Personally, I’m disgusted.
Police are often called to do things that are remarkable and courageous. Mostly it goes unnoticed and unrecognized.
In the wee hours of the morning on May 31st, a homeless man was camped out on the banks of the Fraser River in Maple Ridge, BC. He heard a loud engine roar and then saw a man in the water. He assumed it was a jet ski accident and went to a nearby 7-11 to call police.
Members of the Ridge Meadows Detachment responded to the call near Port Haney. They picked up the complainant and took him to the river to show them where he had seen the man.
The RCMP officers saw a man partially submerged just offshore. They tried to form a human chain to get the man but couldn’t quite reach him. One member, with a little over 5 years service, took off his duty gear and waded into the rushing river. He managed to get to the man and got him to shore. The man wasn’t breathing and the officers called for paramedics and began CPR. Unfortunately, their efforts and those of responding paramedics were not successful.
The officers returned to the detachment and completed their reports and went off duty at 7 a.m. But their night was not over.
The watch commander did as he was required and notified the IIO. At 9 a.m. the off duty members were called back to the detachment and told that their actions would be the subject of an IIO investigation. They were told to copy their notes and surrender their uniforms and kit by detachment investigators apparently under instruction by the IIO who took care and control of the body for autopsy.
The IIO has yet to officially assert jurisdiction in the matter, but are interviewing witness officers and as I write this, the members involved will be interviewed by IIO investigators today.
Now, I don’t know where this will end up, but, as I wrote in this space two weeks ago in two other matters where the IIO asserted jurisdiction in cases where police performed CPR on two people in medical distress, this is nuts.
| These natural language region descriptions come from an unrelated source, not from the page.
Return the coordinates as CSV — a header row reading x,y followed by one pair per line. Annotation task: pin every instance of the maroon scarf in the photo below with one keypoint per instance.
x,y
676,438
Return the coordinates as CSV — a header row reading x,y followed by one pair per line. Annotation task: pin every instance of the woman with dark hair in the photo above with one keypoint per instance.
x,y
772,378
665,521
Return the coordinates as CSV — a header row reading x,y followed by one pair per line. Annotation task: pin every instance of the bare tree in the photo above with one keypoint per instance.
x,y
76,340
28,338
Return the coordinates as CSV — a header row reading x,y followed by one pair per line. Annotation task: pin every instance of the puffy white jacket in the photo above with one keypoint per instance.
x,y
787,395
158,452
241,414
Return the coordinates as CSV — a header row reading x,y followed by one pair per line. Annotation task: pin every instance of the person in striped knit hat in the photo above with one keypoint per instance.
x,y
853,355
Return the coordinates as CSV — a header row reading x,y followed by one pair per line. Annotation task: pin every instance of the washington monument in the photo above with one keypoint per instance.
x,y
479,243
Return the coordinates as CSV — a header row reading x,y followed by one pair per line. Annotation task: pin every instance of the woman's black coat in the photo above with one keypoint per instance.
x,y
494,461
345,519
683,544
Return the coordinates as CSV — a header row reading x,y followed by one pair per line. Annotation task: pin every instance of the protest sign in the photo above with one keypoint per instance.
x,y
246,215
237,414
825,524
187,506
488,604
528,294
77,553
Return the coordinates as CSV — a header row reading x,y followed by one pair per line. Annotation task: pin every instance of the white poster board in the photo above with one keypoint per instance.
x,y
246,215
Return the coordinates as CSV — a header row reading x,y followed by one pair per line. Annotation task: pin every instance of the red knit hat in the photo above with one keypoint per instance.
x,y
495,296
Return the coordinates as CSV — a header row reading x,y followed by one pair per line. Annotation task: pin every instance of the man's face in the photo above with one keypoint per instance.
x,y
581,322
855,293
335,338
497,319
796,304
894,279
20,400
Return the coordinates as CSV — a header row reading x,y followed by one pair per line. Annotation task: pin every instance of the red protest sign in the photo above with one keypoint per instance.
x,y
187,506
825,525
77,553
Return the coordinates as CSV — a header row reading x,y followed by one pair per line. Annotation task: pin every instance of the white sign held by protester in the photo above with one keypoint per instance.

The IIO was set up to be civilian oversight for police in use of force incidents. How or why the IIO seems to think they should be involved in incidents like this is beyond me. They simply should have read the watch commander’s report and said this doesn’t concern us. But they didn’t.
The officers involved were heroic. Whatever caused this man to be in the water at that time of night is under investigation by Ridge Meadows RCMP as it would be for any sudden death investigation. Why the IIO would insert themselves into this situation is flat out mystifying. The officers don’t deserve the stress of what they’re about to go through. They should get medals.
Ridge Meadows RCMP publicly aren’t commenting. They did confirm a fatality to me when I called but said they would not be issuing a press release, presumably because the IIO have control of the investigation and they insist any public comment must come from them.
Being a cop is a tough job. It’s made even tougher by the IIO for no good reason. This appears to be nothing more than the IIO trying to justify their existence.
My guess is that they will come to the inevitable conclusion that the members did nothing wrong and they will release jurisdiction. But seriously, why are they wasting their time and putting these officers through the stress of interviews, having their uniforms seized and all that goes with it?
I’ve said it before and I will say it again, the IIO as it is constituted, is fatally flawed and an enemy of police. This is yet another example.